LOS ANGELES—Perez Hilton is reported to be the most hated person on the internet—but he may also be the stupidest. Not content to spit venom at any passers-by he feels deserve the special treatment, the bad boy of gossip posted a sexually explicit porn clip to his site Monday featuring Chuy Bravo, the little person sidekick on E! Online's Chelsea Lately.

As thoughtless as posting the porn may be, considering his site is a magnet for teens, Hilton also neglected to abide by 2257 federal labeling requirements, and possibly the record-keeping requirements as well, an oversight that could in a worst-case scenario net him five years in the pokey. 

18 USC 2257, for those who don’t know, is the law—currently being challenged in federal court by the Free Speech Coalition (FSC)—that is meant to regulate the labeling and record-keeping required of all websites, magazines, movies and other content that contain visual depictions of sexual activity covered under the law. There are myriad things wrong with the regulation, but until it is overturned or altered it remains the law of the land.

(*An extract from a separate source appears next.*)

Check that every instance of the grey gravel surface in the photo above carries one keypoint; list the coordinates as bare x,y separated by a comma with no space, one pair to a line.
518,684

Perhaps its most minimal requirement says that web pages that contain sexually explicit videos and photos must also have a link to a 2257 compliance statement, or the statement itself, containing the name and address of the custodian(s) of records, who are required to keep records relating to the age and identity of the performers in the content, as well as other information.

There are certain lesser requirements (2257A) for mainstream Hollywood producers who only produce simulated sexual content, but there is no exemption that we are aware of for gossip sites. What’s worse, Hilton apparently got the video from a tube site that itself contains no 2257 statement, adding another layer of injury to insult, his apparent stock in trade.

Oh, if only they were still doing 2257 inspections!

[Ed Note: The author is a plaintiff in Free Speech Coalition v Holder, which may explain his lack of empathy for those outside the industry who flout this particularly illogical and unconstitutional law. That said, he doesn't really want Perez Hilton to undergo a 2257 inspection or suffer legal consequences because of the porn clip. Emotional ones will do just fine.]